Nash tenía a Chambers y a Gaby López con él en el helicóptero principal. Los dos Hueys se dirigieron hacia las montañas, pasado el río Paucartambo, en dirección a los tres pueblos que se mencionaban en el manuscrito de Santiago: Paxu, Tupra y Roya.
De acuerdo con el manuscrito, encontrarían el primer tótem cerca del último pueblo mencionado: Koya. Ahora era menester de Chambers y López, el antropólogo y la arqueóloga, deducir la localización actual de aquel pueblo situado a orillas del río.
Y así, reflexionó Race, lo que a Renco Capac y Alberto Santiago les había llevado once días, ellos lo hicieron en cincuenta minutos. Tras sobrevolar por encima de las cimas puntiagudas y recortadas de los Andes durante cerca de una hora, de repente, las montañas bajo ellos se quedaron a un lado y Race vio una extensión espectacular de follaje verde y plano que se extendía hasta donde alcanzaban sus ojos. Aquel era un paisaje increíble. El inicio de la cuenca del río Amazonas.
Volaron bajo, rumbo al noreste. Las palas del rotor de los dos helicópteros golpeaban con fuerza el silencioso aire de la tarde.
Sobrevolaron algunos ríos, líneas marrones alargadas y gruesas que serpenteaban hasta la impenetrable selva. En ocasiones veían los restos de pueblos antiguos en la ribera del río; algunos de ellos con restos de piedras en el centro de las plazas, otros cubiertos por la maleza.
En un momento del viaje, Race vio el resplandor amarillo y tenue de unas luces eléctricas que se asomaban por el cada vez más oscuro horizonte.
—La mina de oro Madre de Dios —informó Lauren inclinándose hacia él para ver mejor el resplandor—. Una de las mayores minas a cielo abierto del mundo, y también una de las más antiguas. Es lo más parecido a la civilización que se encuentra por aquí. Un cono de tierra hundido en la zona. Había oído que la habían abandonado el año pasado. Supongo que la han vuelto a abrir…
En ese momento se escucharon voces alborotadas por la radio. Chambers y López estaban diciendo algo acerca del pueblo que se encontraba bajo los dos Hueys.
La siguiente voz que se escuchó pertenecía a Frank Nash. Estaba ordenando a los helicópteros aterrizar.
Los dos helicópteros aterrizaron sobre un claro desierto al lado de la ribera del río. Nash, Chambers y López bajaron de su helicóptero.
En medio del claro cubierto de hierba había algunos monumentos pétreos invadidos por el musgo. Tras examinar durante unos minutos los monumentos y compararlos con sus cuadernos, Chambers y López afirmaron que con casi total certeza ese era el emplazamiento del pueblo de Roya.

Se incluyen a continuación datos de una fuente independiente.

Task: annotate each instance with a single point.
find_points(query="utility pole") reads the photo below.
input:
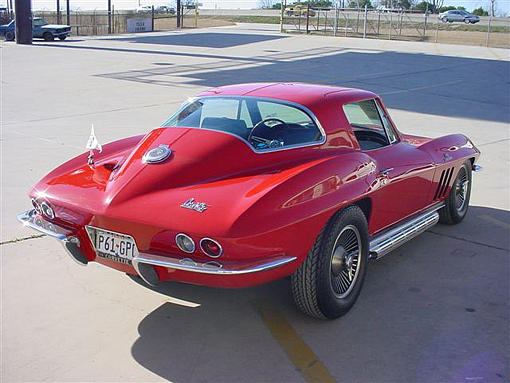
(23, 22)
(178, 13)
(68, 13)
(109, 17)
(59, 16)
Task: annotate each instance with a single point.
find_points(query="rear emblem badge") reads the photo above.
(156, 155)
(192, 205)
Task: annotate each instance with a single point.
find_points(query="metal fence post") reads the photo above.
(425, 22)
(346, 24)
(437, 31)
(152, 21)
(488, 30)
(365, 22)
(196, 16)
(357, 23)
(335, 24)
(390, 24)
(307, 18)
(318, 15)
(282, 7)
(109, 17)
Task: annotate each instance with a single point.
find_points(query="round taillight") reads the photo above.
(210, 247)
(47, 210)
(185, 243)
(36, 206)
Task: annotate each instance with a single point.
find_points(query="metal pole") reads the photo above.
(357, 23)
(425, 23)
(437, 31)
(152, 21)
(390, 24)
(307, 18)
(488, 30)
(365, 22)
(68, 14)
(196, 14)
(178, 13)
(109, 17)
(335, 24)
(23, 22)
(282, 7)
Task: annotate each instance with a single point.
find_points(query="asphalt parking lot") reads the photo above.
(435, 310)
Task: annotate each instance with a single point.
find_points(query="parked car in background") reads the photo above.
(298, 10)
(40, 29)
(249, 183)
(458, 16)
(144, 9)
(165, 9)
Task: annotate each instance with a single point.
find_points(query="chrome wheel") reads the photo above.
(345, 261)
(461, 189)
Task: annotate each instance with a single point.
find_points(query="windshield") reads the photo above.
(264, 124)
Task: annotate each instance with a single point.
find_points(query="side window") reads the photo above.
(390, 131)
(367, 125)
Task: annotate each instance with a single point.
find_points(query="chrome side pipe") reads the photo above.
(389, 240)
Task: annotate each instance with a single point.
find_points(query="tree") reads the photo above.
(446, 8)
(480, 12)
(360, 4)
(425, 6)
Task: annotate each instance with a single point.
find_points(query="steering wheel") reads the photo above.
(274, 143)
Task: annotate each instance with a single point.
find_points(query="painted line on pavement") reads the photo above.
(304, 359)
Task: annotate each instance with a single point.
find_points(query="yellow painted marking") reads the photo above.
(495, 54)
(495, 221)
(303, 358)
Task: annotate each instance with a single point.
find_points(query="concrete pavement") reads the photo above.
(436, 309)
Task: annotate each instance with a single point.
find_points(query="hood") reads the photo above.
(55, 26)
(199, 158)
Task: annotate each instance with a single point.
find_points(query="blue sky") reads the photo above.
(503, 6)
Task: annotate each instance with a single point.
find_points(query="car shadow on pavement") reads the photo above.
(437, 309)
(206, 40)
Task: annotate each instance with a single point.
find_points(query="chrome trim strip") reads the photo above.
(70, 243)
(142, 260)
(188, 237)
(388, 241)
(268, 99)
(212, 240)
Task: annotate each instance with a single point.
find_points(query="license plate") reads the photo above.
(115, 246)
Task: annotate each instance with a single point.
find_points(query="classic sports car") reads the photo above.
(249, 183)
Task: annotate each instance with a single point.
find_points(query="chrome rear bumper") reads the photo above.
(144, 263)
(71, 243)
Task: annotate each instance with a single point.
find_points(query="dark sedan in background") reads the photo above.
(40, 29)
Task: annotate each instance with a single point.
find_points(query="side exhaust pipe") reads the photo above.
(388, 241)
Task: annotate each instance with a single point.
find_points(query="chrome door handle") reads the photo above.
(385, 172)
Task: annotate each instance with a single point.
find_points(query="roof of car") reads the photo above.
(300, 93)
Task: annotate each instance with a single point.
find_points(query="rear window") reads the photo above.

Tras confirmar la identidad del pueblo, Race y el resto del equipo bajaron de los helicópteros y comenzaron a inspeccionar los alrededores. Diez minutos después, Lauren encontró el primer tótem de piedra, a cerca de quinientos metros al noroeste del pueblo.
Race se quedó mirando el tótem gigante de piedra, sobrecogido.
Era infinitamente más aterrador de lo que se imaginaba.
Medía casi dos metros ochenta de alto y era todo de piedra. Había sido víctima de algunos actos de vandalismo: crucifijos y símbolos cristianos que habían sido grabados por conquistadores temerosos de Dios cuatrocientos años atrás.
La talla en piedra del
rapa
, sin embargo, no se parecía a nada de lo que hubiera visto anteriormente. Era absolutamente espeluznante.
Estaba mojada, cubierta por un hilo de agua. Y esa capa de humedad le daba a la talla un efecto realmente extraño. Hacía que la estatua pareciese cobrar vida.
Race tragó saliva mientras contemplaba el decrépito y antiguo tótem.
Dios santo.
Una vez hubieron encontrado el primer tótem, el equipo corrió a los helicópteros y despegaron a toda velocidad.
El helicóptero de Nash era el que encabezaba la marcha, volando bajo sobre la selva y siguiendo la dirección de la cola del
rapa
.
Race oyó la voz de Nash a través de los cascos.
—… Conectad el magnetómetro. Una vez hayamos obtenido una lectura sobre el próximo tótem, volveremos a usar los focos…
—Entendido.
Race frunció el ceño. Quería preguntar a alguien qué era un magnetómetro, pero no quería quedar como un ignorante delante de Lauren, no más de lo que ya había quedado.
—Es un dispositivo que emplean los arqueólogos para localizar reliquias situadas bajo tierra —dijo Lauren sonriéndolo irónicamente.
Maldita sea
, pensó Race.
—También tiene un uso comercial, pues las empresas que se dedican a la exploración de recursos lo emplean para detectar reservas subterráneas de petróleo y mineral de uranio —añadió.
—¿Cómo funciona?
—Un magnetómetro de cesio como el que estamos utilizando detecta las variaciones mínimas en los campos magnéticos de la Tierra, variaciones causadas por objetos que interrumpen la corriente ascendente de ese campo magnético. Durante años los arqueólogos han usado los magnetómetros en México para encontrar restos aztecas enterrados. Nosotros estamos usando el nuestro para encontrar el siguiente tótem.
—Pero los tótems están en la superficie —dijo Race—. ¿No le causará problemas al magnetómetro que haya animales y árboles alrededor?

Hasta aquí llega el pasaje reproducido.